Pakar Internasional Peringatkan Dunia Soal Ancaman Trump terhadap Greenland dan Tatanan Hukum Global

Oleh Aditya Yohan
SHARE   :

Pakar Internasional Peringatkan Dunia Soal Ancaman Trump terhadap Greenland dan Tatanan Hukum Global
Foto: (Sumber: Ilustrasi Greenland. /ANTARA/Anadolu/py..)

Pantau - Sejumlah pakar internasional meminta dunia memandang serius ancaman Presiden Amerika Serikat Donald Trump terkait Greenland yang dinilai mencerminkan tantangan besar terhadap tatanan internasional berbasis hukum dan kedaulatan negara.

Peringatan tersebut mencuat setelah intervensi militer Amerika Serikat di Venezuela serta pernyataan Trump mengenai kemungkinan pengambilalihan Greenland demi kepentingan strategis dan keamanan nasional.

Pakar hukum internasional dari University of the Fraser Valley Kanada Mark Kersten menilai risiko serangan Amerika Serikat terhadap Greenland nyata dan harus menjadi perhatian mendesak komunitas internasional.

Kersten menyebut kebijakan luar negeri Donald Trump menunjukkan pola yang secara konsisten menantang fondasi hukum internasional.

Ia menilai sikap Trump terhadap Rusia, Israel, Greenland, dan Kanada saling berkaitan dan bukan peristiwa terpisah.

Menurut Kersten, Trump cenderung memanfaatkan setiap bentuk kelemahan negara lain untuk didominasi sehingga diperlukan respons kolektif dunia guna menegakkan supremasi hukum internasional.

Rasmus Sinding Sondergaard dari Danish Institute for International Studies menyatakan kemungkinan serangan militer Amerika Serikat terhadap Greenland memang rendah, namun tidak dapat diabaikan.

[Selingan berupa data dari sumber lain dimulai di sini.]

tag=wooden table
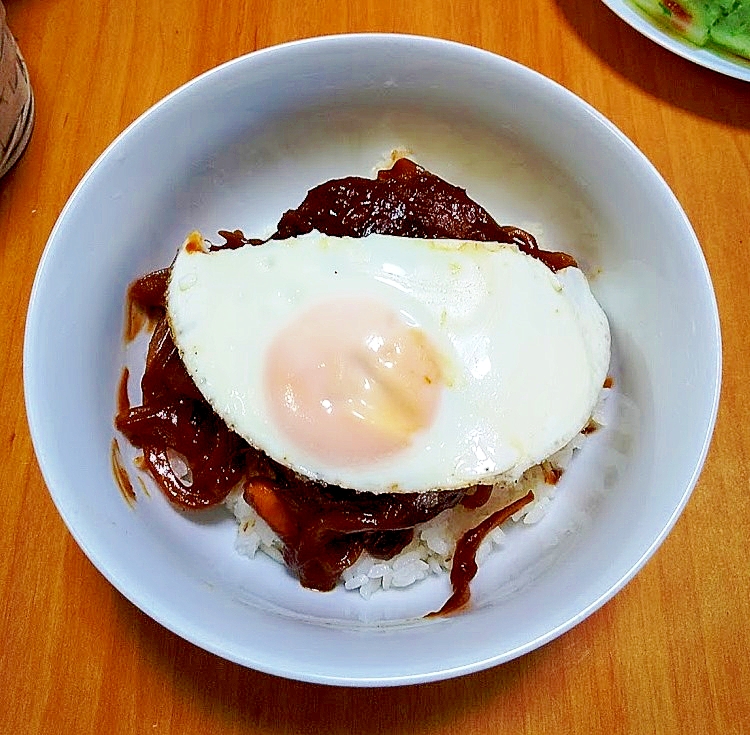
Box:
[0,0,750,735]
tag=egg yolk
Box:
[265,298,444,465]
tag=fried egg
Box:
[167,232,610,493]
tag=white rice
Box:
[225,388,610,599]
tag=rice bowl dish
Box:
[24,35,720,686]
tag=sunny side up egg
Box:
[167,232,610,493]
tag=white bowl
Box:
[24,35,720,685]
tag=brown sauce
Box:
[430,491,534,616]
[115,159,575,612]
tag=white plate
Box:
[24,35,720,686]
[602,0,750,82]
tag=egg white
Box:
[167,232,610,493]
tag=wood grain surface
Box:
[0,0,750,735]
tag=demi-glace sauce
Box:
[115,159,576,613]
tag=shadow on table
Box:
[113,593,576,735]
[557,0,750,128]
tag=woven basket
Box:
[0,3,34,176]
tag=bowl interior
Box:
[25,35,720,684]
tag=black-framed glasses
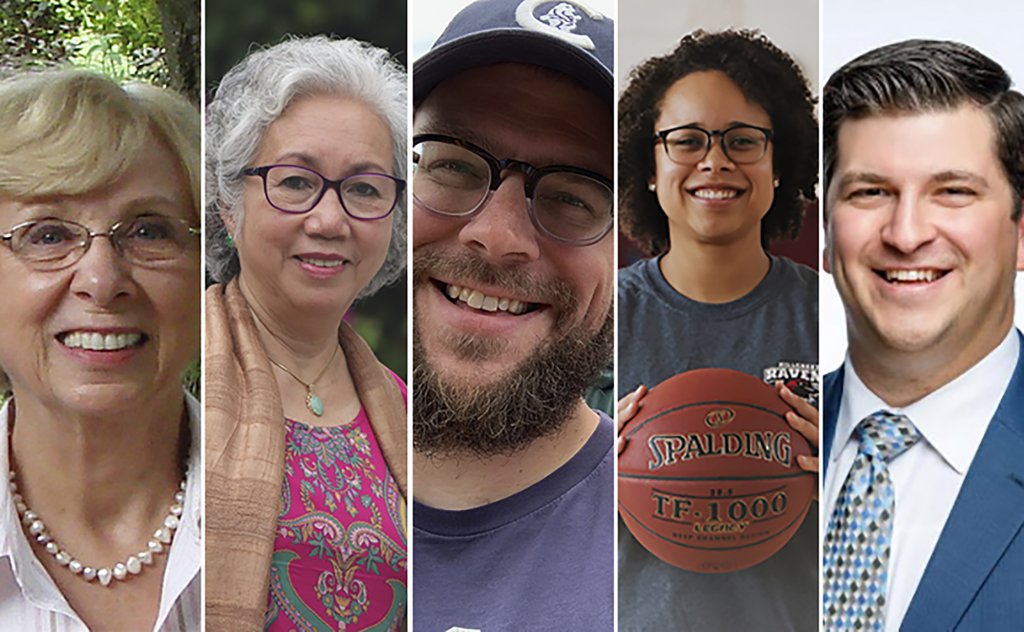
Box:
[0,214,200,270]
[413,134,614,246]
[242,165,406,219]
[654,123,773,165]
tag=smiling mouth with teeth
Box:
[874,268,948,283]
[57,332,146,351]
[690,188,743,200]
[295,257,345,267]
[439,283,538,315]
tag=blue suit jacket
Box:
[820,332,1024,631]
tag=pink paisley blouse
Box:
[264,377,407,632]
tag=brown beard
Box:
[413,243,613,457]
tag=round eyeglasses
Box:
[654,123,772,165]
[242,165,406,219]
[0,215,200,270]
[413,134,614,246]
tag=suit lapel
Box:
[818,367,843,480]
[901,331,1024,630]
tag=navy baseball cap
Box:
[413,0,614,106]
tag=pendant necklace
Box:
[266,345,341,417]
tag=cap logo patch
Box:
[515,0,604,50]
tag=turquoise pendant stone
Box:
[306,392,324,417]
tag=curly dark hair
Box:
[618,30,818,256]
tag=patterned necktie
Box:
[822,411,921,632]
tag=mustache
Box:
[413,248,578,317]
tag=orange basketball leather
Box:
[618,369,817,573]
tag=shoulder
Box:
[772,256,818,290]
[618,259,657,297]
[381,364,409,407]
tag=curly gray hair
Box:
[206,36,408,297]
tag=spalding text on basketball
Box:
[647,430,793,470]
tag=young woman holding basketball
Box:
[617,31,818,632]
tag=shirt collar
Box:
[829,328,1021,475]
[0,393,203,629]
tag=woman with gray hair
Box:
[206,37,407,630]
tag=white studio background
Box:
[819,0,1024,373]
[409,0,617,62]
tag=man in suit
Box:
[821,40,1024,631]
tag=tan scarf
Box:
[204,280,407,632]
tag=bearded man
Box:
[413,0,614,631]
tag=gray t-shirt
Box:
[413,414,614,632]
[618,257,819,632]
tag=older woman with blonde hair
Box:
[0,70,201,631]
[206,37,407,630]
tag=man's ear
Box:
[1017,202,1024,270]
[821,211,831,275]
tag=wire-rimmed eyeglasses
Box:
[413,134,614,246]
[0,214,200,270]
[242,165,406,219]
[654,123,773,165]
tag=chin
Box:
[877,319,943,353]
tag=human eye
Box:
[345,180,382,198]
[124,215,176,243]
[937,185,978,201]
[846,186,889,200]
[534,173,611,230]
[267,167,319,193]
[666,129,708,151]
[19,219,80,248]
[729,132,761,150]
[417,142,490,188]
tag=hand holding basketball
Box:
[775,382,820,500]
[615,384,647,454]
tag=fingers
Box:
[615,384,647,454]
[775,382,819,448]
[775,382,818,425]
[797,455,820,500]
[615,384,647,430]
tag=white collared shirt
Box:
[821,328,1021,632]
[0,395,203,632]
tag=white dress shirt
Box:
[821,328,1020,632]
[0,395,203,632]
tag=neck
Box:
[9,385,187,533]
[239,278,341,368]
[413,399,599,511]
[847,309,1013,408]
[660,231,771,303]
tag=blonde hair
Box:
[0,69,201,215]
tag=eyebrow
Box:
[839,169,988,188]
[932,169,988,188]
[414,121,494,153]
[274,152,388,175]
[839,171,890,188]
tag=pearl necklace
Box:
[8,469,188,586]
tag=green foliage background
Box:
[0,0,170,85]
[206,0,409,378]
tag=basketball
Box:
[618,369,817,573]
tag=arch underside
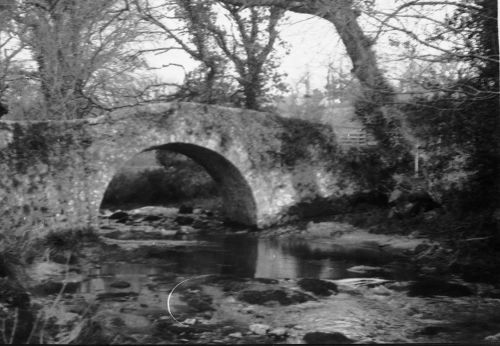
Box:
[147,143,257,226]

Sondergaard menilai situasi menjadi mengkhawatirkan karena melibatkan sosok Trump serta menyoroti sikap Uni Eropa yang menyerukan penghormatan terhadap hukum internasional sebagai respons minimum.

Ia juga menekankan adanya perpecahan internal di Eropa dalam menyikapi potensi penggunaan kekuatan oleh Amerika Serikat.

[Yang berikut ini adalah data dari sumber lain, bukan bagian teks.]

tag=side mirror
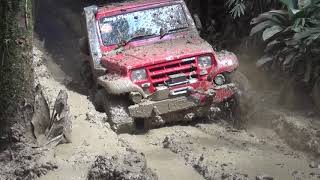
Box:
[193,14,202,30]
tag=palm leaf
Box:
[262,26,283,41]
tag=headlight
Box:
[131,69,147,81]
[214,74,226,86]
[198,56,212,68]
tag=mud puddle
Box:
[121,124,319,179]
[34,41,123,180]
[120,132,203,180]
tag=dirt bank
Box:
[28,1,320,180]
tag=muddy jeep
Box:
[82,0,245,133]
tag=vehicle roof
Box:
[96,0,183,18]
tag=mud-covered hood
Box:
[102,36,213,69]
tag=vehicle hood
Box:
[102,36,213,70]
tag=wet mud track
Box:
[34,39,320,180]
[34,1,320,180]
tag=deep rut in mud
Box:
[34,0,320,180]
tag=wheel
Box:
[228,71,252,128]
[231,71,251,93]
[93,89,105,112]
[97,89,135,133]
[80,61,94,89]
[312,78,320,112]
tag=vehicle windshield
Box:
[99,4,189,46]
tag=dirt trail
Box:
[34,41,124,179]
[120,133,203,180]
[34,1,320,180]
[34,36,320,180]
[121,124,317,179]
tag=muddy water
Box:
[34,39,320,180]
[120,133,203,180]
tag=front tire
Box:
[229,71,252,128]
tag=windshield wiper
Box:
[160,27,187,39]
[117,34,155,48]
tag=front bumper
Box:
[129,84,236,118]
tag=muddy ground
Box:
[28,36,320,180]
[0,0,320,180]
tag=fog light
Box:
[214,74,226,86]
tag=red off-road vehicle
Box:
[83,0,246,133]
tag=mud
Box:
[25,1,320,180]
[88,151,158,180]
[0,143,57,180]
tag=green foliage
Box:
[226,0,246,18]
[225,0,278,19]
[0,0,33,136]
[250,0,320,82]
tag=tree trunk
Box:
[0,0,34,146]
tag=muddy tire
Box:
[97,89,135,134]
[312,78,320,112]
[80,61,94,89]
[231,71,251,93]
[93,90,105,112]
[229,71,252,128]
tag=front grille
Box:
[147,58,197,87]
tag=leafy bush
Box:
[250,0,320,85]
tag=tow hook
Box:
[207,89,216,97]
[208,106,221,119]
[152,106,165,126]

Trita Parsi dari Quincy Institute mengkritik Eropa yang dinilai mulai meninggalkan komitmen terhadap hukum internasional, terutama terlihat dalam penanganan konflik Gaza.

Parsi memperingatkan sikap pasif Eropa dapat berbalik merugikan kawasan tersebut jika Greenland dianeksasi karena negara-negara Global Selatan dapat merespons dengan pendekatan serupa yang minim penegakan hukum.

Pernyataan Trump mengenai pentingnya Greenland memicu kritik dari pemimpin Greenland dan komunitas internasional.

Perdana Menteri Denmark menilai ancaman terhadap Greenland harus disikapi secara serius karena serangan militer terhadap sesama anggota NATO berpotensi merusak tatanan keamanan global.

Greenland sebagai wilayah otonom dalam Kerajaan Denmark secara konsisten menolak pemindahan kedaulatan meski tetap membuka ruang dialog diplomatik dengan Amerika Serikat.